Ainsi à St Gérard, le village en feu servira de repère efficace au fort de St Héribert pour bombarder le village où se trouvent les Allemands.
Témoignage du curé Baisir de Biesme retranscrit par le RP Euchert de Maredsous :
« C’est le dimanche soir vers 21H00, que les Allemands entrèrent dans le village, venant de Gougnies. Ils furent tranquilles, n’entrèrent pas dans les maisons, sauf quelques cafés et n’inquiétèrent personne. Ils pillèrent déjà quelques maisons mais pas comme après…»

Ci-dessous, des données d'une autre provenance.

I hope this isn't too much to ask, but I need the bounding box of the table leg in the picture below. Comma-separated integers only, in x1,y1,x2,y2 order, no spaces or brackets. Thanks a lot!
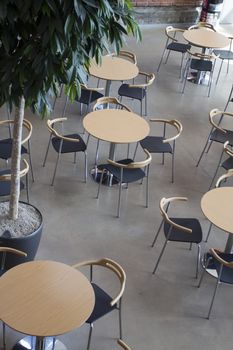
12,336,67,350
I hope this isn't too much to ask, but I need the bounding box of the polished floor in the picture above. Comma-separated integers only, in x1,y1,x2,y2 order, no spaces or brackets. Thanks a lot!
1,26,233,350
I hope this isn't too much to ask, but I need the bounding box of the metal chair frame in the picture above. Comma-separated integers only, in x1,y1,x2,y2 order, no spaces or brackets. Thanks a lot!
73,258,128,350
43,118,87,186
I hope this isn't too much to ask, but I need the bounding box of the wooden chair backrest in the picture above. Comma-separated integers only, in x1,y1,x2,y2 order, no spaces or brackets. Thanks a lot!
0,119,32,145
0,159,29,181
159,197,192,233
47,118,79,142
93,96,132,112
107,148,152,169
209,108,233,133
72,258,126,306
150,118,183,143
188,22,216,32
209,248,233,269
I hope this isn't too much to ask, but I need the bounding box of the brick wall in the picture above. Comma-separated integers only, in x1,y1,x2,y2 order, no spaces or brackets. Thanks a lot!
132,0,203,23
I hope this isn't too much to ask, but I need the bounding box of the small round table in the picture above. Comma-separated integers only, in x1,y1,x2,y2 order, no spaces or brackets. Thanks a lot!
83,109,150,184
201,187,233,253
0,261,95,350
183,29,230,49
89,55,139,96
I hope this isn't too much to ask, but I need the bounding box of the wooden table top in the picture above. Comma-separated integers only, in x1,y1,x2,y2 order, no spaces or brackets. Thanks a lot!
183,29,230,49
83,109,150,143
89,55,139,80
0,261,95,337
201,187,233,233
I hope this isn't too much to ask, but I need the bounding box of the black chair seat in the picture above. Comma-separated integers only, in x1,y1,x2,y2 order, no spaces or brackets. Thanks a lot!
75,89,104,105
210,129,233,146
164,218,202,243
98,159,146,183
52,134,87,153
205,253,233,284
221,157,233,170
118,84,146,101
0,169,25,197
214,50,233,60
167,42,191,53
190,58,213,72
86,283,117,324
140,136,172,153
0,138,28,160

« La masse y prit position vers 9H00 du soir. »
Les ambulanciers :
La deuxième opération observée suivant toujours l’analyse des différents témoignages, se déroule de nuit sur le terrain conquis :
Dès que les troupes d’assaut se reposent, les ambulanciers entrent en action : Ils ont deux missions : évacuer les blessés et éliminer les cadavres de soldats allemands. Pour cette dernière tâche, ils n’hésitent pas à utiliser les granges ou les maisons, pour y entasser les corps de leurs compatriotes et y bouter le feu afin de s’en servir comme four crématoire.
Cette mission d’élimination des corps est historiquement indiscutable suivant de nombreux témoignages sur toute la ligne du front.
Tous ces témoignages laissent à admettre qu’il s’agissait également d’une pratique courante réalisée suivant des ordres bien établis et une volonté politique prédéterminée.
Pourquoi se débarrasser ainsi des corps ?
L’esprit allemand de l’époque nourri du darwinisme social, privilégie les solutions efficaces et radicales même si ces dernières sont brutales :
• L’incinération des morts dès le soir permet de résoudre un problème d’hygiène qui va se poser face à décomposition rapide des corps lors de ces journées très chaudes. En plus des cadavres humains, ajoutons celui des chevaux des armées et des bêtes, abandonnées par les fermiers lors de l'exode, toutes ces victimes directes ou collatérales des combats risquant de polluer les points d'eau potable, celle-ci étant capitale lorsque les soldats avancent pas centaines ou par milliers.
• Faire disparaître les corps des soldats allemands de la vue des unités suivantes permet de préserver la santé mentale et le moral des soldats. L’absence de morts allemands face aux nombreux corps disloqués français incite à croire à une guerre victorieuse et peu meurtrière !
• Le mythe des francs-tireurs belges est bien présent : afin de s’assurer qu’aucun crime ne se produise par la suite sur des soldats fatigués ou endormis, il faut retirer le plus vite possible tous les corps allemands.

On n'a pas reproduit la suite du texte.